Никто в зале не проронил ни слова. Придворные, министры, слуги — все замерли, глядя на эту сцену. И каждый понимал: они видят то, что не предназначено для чужих глаз. То, что император прятал годами — за маской правителя, за холодом церемоний, за нефритовыми чётками, — сейчас на мгновение пробилось наружу. Отец, просто отец, который ждал сына и дождался.
Император убрал руку. Маска вернулась на место — безупречная, непроницаемая. Но те, кто стоял достаточно близко, успели заметить: что-то изменилось. Старый лев получил назад одного из своих львят. И теперь, когда все семеро братьев были в сборе, праздник наконец стал настоящим.
На-хи смотрела на это со своего места у стены. Она видела, как Сонхун поднимается с колена, как братья снова окружают его, как Ни-Ки не отходит от него ни на шаг. И она просто была рада, что все братья были в сборе, а значит и семья снова была вместе. И этого было достаточно.
—-
Позже, когда официальная часть закончилась и гости разбрелись по саду, Сонхун собрал братьев в одной из боковых залов, в стороне от чужих глаз. Он ещё не переоделся, не отдохнул с дороги — пыль всё ещё лежала на его плечах, а тени под глазами стали только глубже, — но медлить не хотел. Братья итак слишком долго ждали его возвращения, он не хотел снова заставлять их делать это.
Он раздал подарки — коротко, по-военному, без лишних слов. Каждому — то, что выбирал лично, что откладывал, перебирая камни и ножи на маленьком горном рынке у подножия перевала. Хисыну — тёмный амулет, гладкий, как речная галька, который, говорили, помогает видеть истину. Джею — нож с костяной рукояткой, на которой был вырезан горный хребет. Чонвону — камень глубокого синего цвета, который клали под подушку от бессонницы. Джейку — амулет на шнурке, хранящий от стрелы. Сону — нож с тонкой гравировкой, над которой тот будет сидеть весь вечер, делая вид, что не впечатлён. Ни-Ки — камень с искрами слюды, похожими на звёзды.
Принцы не говорили громких слов — никогда не умели и не хотели. Но в том, как братья принимали подарки, было всё: благодарность, облегчение, тихая радость от того, что все снова вместе. Эти амулеты и ножи значили не так уж много сами по себе. Важно было другое: он помнил. Он думал о каждом из них там, на холодных перевалах. Он вернулся, и никто не произнёс ни слова — слова были не нужны. Они просто стояли рядом — семеро братьев, — и этого было достаточно.

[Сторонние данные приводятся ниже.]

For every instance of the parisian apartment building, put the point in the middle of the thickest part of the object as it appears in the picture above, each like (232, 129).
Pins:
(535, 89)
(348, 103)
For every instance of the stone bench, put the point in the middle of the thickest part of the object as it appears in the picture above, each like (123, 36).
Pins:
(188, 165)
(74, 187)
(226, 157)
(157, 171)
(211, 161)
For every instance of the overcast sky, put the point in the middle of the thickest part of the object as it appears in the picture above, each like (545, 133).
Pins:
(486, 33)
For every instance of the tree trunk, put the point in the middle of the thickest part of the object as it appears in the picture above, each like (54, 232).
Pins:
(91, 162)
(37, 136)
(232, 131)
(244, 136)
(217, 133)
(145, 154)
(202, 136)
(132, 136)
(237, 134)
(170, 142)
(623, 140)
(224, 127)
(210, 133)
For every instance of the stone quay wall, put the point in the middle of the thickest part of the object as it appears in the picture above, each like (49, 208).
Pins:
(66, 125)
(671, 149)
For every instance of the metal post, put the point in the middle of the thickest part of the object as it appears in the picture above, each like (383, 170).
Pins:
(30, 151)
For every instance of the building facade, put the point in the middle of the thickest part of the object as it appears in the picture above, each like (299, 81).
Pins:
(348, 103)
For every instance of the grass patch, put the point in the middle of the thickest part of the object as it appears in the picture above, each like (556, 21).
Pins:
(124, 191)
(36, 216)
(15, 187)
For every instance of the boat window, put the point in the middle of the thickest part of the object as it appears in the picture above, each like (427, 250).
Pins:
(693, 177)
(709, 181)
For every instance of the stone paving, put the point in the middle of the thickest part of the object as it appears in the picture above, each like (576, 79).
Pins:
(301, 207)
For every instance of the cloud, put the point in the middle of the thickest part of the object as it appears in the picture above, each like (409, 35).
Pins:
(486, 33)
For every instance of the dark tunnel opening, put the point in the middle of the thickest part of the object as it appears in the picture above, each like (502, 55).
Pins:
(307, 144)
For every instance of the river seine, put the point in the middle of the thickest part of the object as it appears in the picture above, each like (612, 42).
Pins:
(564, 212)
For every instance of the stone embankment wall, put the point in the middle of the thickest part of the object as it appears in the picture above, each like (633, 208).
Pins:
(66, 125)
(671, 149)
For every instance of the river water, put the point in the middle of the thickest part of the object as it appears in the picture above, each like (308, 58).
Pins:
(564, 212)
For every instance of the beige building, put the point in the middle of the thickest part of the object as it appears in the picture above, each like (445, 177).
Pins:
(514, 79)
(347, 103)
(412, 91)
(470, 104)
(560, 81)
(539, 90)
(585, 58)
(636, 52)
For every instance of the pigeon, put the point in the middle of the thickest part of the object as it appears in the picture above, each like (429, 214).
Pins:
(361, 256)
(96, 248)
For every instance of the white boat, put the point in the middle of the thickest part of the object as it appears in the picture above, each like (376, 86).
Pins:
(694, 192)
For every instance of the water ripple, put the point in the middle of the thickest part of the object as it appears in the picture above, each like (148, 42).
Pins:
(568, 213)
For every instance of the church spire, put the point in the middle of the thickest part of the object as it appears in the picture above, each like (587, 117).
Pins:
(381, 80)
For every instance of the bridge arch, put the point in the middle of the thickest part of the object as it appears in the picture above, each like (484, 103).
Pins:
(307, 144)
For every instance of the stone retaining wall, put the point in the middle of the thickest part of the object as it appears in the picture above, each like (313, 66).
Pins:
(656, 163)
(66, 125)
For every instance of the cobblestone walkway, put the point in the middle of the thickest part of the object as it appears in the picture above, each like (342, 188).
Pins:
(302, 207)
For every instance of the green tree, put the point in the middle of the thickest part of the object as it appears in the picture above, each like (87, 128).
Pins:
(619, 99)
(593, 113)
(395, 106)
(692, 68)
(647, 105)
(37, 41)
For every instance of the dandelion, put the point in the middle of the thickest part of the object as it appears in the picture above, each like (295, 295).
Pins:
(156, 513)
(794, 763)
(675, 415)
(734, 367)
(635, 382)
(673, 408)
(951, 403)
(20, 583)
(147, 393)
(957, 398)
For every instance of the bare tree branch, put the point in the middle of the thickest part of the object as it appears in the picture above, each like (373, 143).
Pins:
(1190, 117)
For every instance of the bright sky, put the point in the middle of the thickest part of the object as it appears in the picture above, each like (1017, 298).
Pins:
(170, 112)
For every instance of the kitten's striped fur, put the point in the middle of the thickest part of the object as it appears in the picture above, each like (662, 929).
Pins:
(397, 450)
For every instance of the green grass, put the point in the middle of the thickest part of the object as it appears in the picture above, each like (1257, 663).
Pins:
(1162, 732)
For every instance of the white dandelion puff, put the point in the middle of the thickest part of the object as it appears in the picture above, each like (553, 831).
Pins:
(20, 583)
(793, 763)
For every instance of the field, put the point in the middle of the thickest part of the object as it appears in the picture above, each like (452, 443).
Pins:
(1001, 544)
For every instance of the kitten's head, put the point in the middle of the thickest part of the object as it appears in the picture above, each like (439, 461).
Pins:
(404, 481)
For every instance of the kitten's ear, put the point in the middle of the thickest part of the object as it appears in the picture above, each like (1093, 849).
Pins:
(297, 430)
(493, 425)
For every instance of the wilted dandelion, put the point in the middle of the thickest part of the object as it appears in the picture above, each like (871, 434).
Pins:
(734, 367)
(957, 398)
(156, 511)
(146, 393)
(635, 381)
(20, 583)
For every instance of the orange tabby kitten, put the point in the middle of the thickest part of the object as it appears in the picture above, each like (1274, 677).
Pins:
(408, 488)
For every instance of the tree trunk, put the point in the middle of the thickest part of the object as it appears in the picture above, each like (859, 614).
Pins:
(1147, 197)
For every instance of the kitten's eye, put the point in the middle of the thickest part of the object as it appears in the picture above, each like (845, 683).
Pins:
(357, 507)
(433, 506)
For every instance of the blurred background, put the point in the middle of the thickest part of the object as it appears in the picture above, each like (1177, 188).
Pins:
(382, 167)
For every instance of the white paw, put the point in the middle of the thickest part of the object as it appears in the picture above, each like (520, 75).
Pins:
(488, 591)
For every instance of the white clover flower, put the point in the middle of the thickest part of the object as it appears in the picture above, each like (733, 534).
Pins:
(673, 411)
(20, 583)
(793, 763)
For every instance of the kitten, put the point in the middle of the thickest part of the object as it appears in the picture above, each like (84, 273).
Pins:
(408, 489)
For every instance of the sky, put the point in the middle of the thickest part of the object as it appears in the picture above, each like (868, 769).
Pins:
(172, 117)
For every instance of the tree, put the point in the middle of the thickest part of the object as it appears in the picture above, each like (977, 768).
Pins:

На-хи стояла у дверей, заглянув в зал по просьбе Юнхи, и не решалась войти. Она смотрела на них — семерых братьев, таких разных, — и чувствовала, как что-то тёплое разливается в груди.
Она тихо выскользнула за дверь и пошла по галерее дальше работать.
—-
Галерея была пуста. Все гости ещё наслаждались праздником, и здесь, в переходе между восточным и западным крылом, стояла особенная, глубокая тишина — только шаги На-хи гулко отдавались от каменных плит. Она несла корзину с гирляндами для вечернего стола и думала о том, что день, начавшийся с тревоги, стал совсем другим.
Она не заметила, как из-за угла вышел человек.
Удар был таким внезапным, что она даже не успела вскрикнуть. Корзина вылетела из рук, гирлянды рассыпались по полу, а сама она, потеряв равновесие, начала заваливаться назад — сердце ухнуло куда-то в пятки, земля ушла из-под ног, — как вдруг чьи-то руки поймали её. Подхватили под плечи. Удержали на самом краю падения, за миг до того, как она рухнула бы на каменные плиты.
Она вскинула голову и встретилась взглядом с Сонхуном.
Их лица оказались так близко, что она могла бы сосчитать его ресницы, если бы захотела. Тени под глазами — глубокие, почти чёрные, как синяки от долгих бессонных ночей. Морщинка между бровей, которой не было три недели назад, теперь залегла там, словно трещина в камне, прорезанная ветром и временем. Обветренные скулы, заострившиеся черты, жёсткая линия рта — всё говорило о том, как много он прошёл и как мало спал. И глаза — тёмные, пристальные, — смотрели на неё в упор, не мигая, не отводя взгляда.
Он держал её. Его ладони лежали на её плечах — горячие, тяжёлые, надёжные, как якорь, который не даёт лодке сорваться в шторм. Она чувствовала жар его рук даже сквозь ткань ханбока, и этот жар пробегал по телу, как ток, — от плеч к сердцу, от сердца к самым кончикам пальцев. От него пахло дорогой — пылью, ветром, холодом, — и этот запах был резким, чужим, непривычным, но почему-то от него не хотелось отстраняться.
Его пальцы чуть сжались на её плечах — всего на секунду, едва уловимо, — как будто он проверял: здесь ли она, цела ли, не ушиблась ли.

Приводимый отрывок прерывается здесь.